How had I missed it?

The resemblance had been there from the beginning. Ofcourse, I had noticed it. That's the reason I asked Zolkos to take the omega's samples in the first place. Her copper hair, blue eyes, and the same striking contrast that had once defined Isabel. I hadn’t ignored it. I had questioned it.

And Zolkos had given me an answer.

He assured me the similarities were nothing more than the fire shifter gene expressing itself. Just as all shifters shared the same yellow eyes, it was assumed fire shifters often carried visible markers. Red hair. Blue eyes. Physical traits tied to the gene, not to lineage.

I had accepted that explanation without hesitation.

It never occurred to me that the resemblance wasn’t genetic coincidence at all. That it wasn’t the fire shifter gene shaping her appearance, but inheritance. Blood.

Isabel’s blood.

Isabel was dead. All of them were. That was the truth I had lived with for years. There were no survivors.

And Rowan wasn’t even a shifter, not in the way her mother had been.

So I never would have imagined it.

Never would have considered that the omega standing under my authority could be Isabel’s daughter.

Isabel... she was so beautiful.

Not fragile or soft. Beautiful in a wild way that made men want to tame her.

Perhaps that same quality is what my sons found so alluring in her daughter. Perhaps that's why Cade seemed so keen to break her.

When Command selected me to breed her mother, Itried to be patient. Civil. I had made overtures, framed them as romance, as opportunity. Offered her comfort, status, protection. I had wanted her to be willing before I took what I was owed. It was easier that way.

She rejected every one of my overtures, coldly and openly, as if I were beneath her.

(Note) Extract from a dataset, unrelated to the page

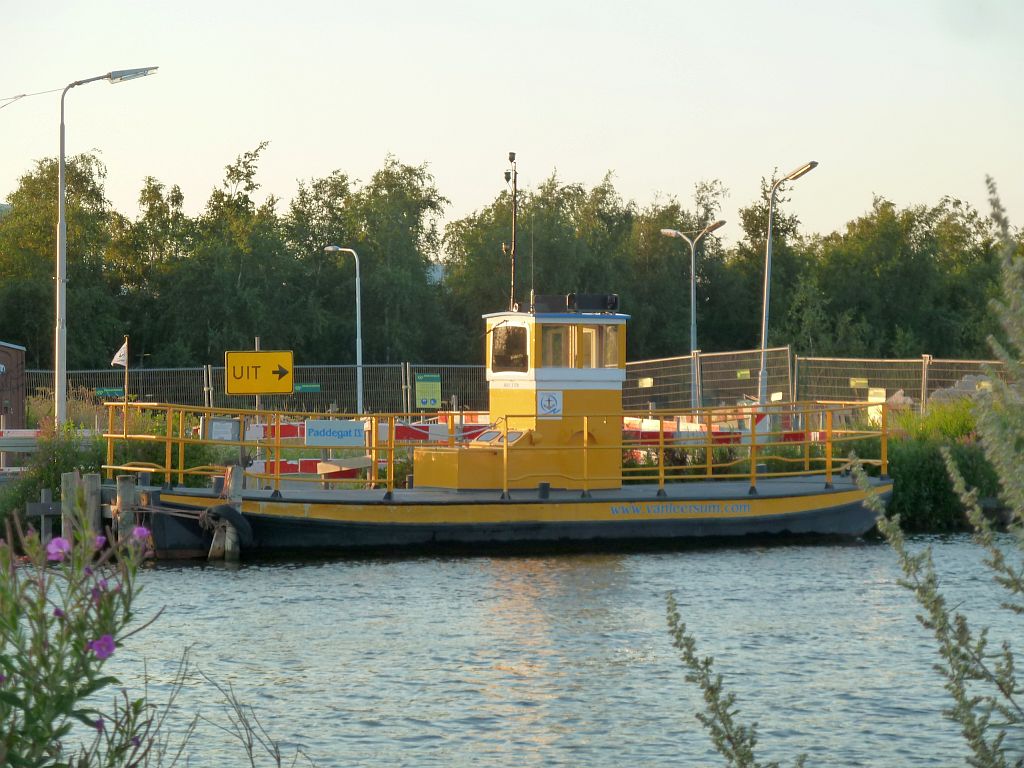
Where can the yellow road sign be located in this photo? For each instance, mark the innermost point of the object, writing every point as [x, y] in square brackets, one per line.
[259, 373]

But Dr. Russell… what she saw in him was beyond me. He lacked strength, lacked dominance. The man was soft-spoken and unassuming, barely qualifying as an alpha, choosing a medical career over combat. Yet somehow he held her attention.

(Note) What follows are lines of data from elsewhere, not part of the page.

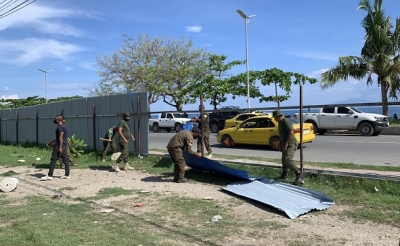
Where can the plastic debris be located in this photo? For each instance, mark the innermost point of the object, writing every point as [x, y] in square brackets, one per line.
[215, 218]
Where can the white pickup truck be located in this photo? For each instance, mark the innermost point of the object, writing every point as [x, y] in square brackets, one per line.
[168, 122]
[345, 118]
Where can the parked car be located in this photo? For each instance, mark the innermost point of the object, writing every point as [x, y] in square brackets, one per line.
[217, 118]
[346, 118]
[262, 130]
[168, 122]
[235, 121]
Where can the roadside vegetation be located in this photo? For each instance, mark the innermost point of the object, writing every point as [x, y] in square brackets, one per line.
[167, 216]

I had been eager to rut her, eager to produce elite shifter offspring.

But she was venomous toward me.

Saving all her soft affection for the good doctor.

They must have colluded together. Planned the fire to smuggle out the pup.

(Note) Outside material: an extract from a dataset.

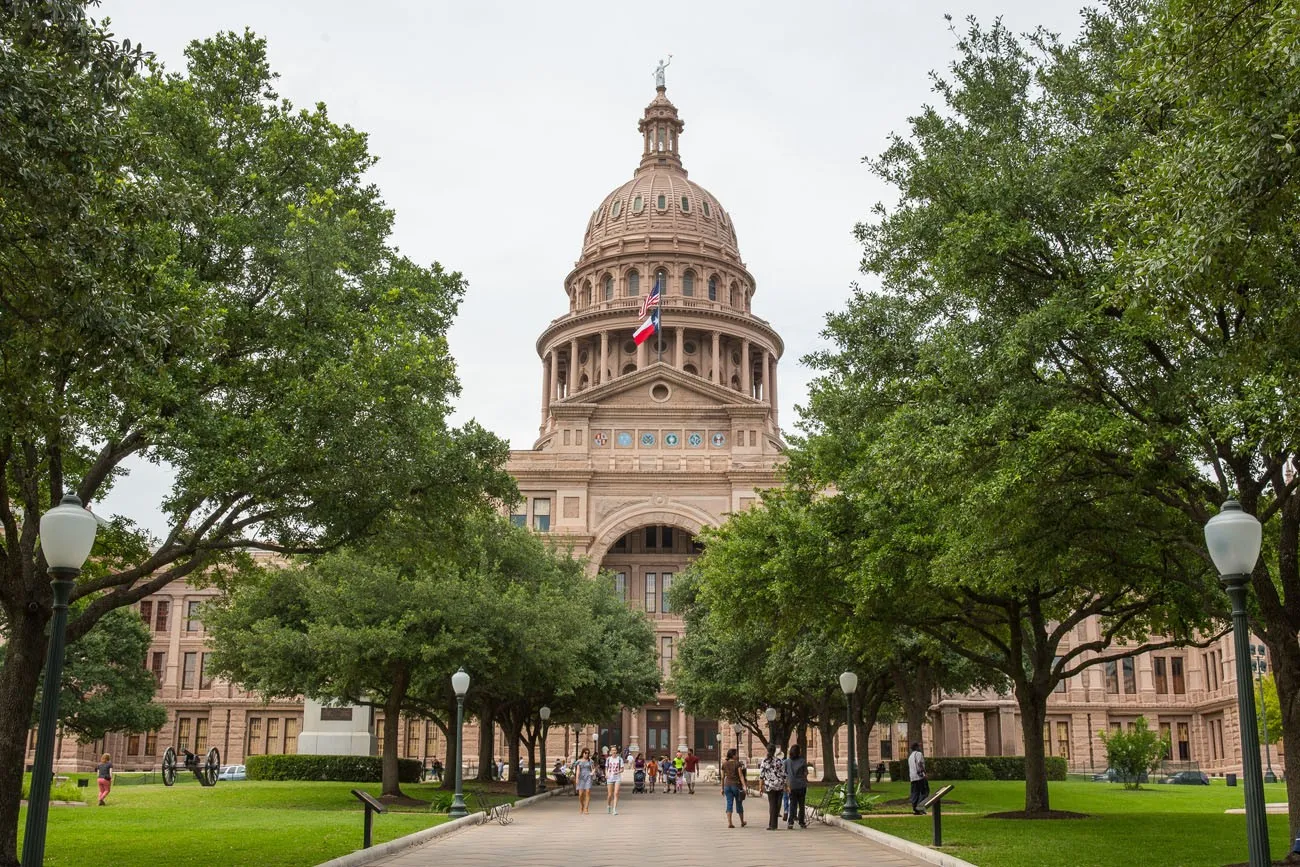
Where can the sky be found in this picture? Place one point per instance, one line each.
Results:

Isabel's death was certain. I had seen her charred body, belly still round after giving birth so recently. The rest of the bodies were unrecognizable. We had used their dog tags and IDs to identify them, classifying them as deceased.

I never would have put it together.

Yet somehow my sons had.

My traitorous offspring, determined to dismantle everything I had built. Was this how they repaid me? After everything I had given them? All they had, the training, the promotions and the careers, was because of me!

Ungrateful disappointments.

We would see how defiant they felt rotting in deserter cells, or shipped off to the colonies for a few years.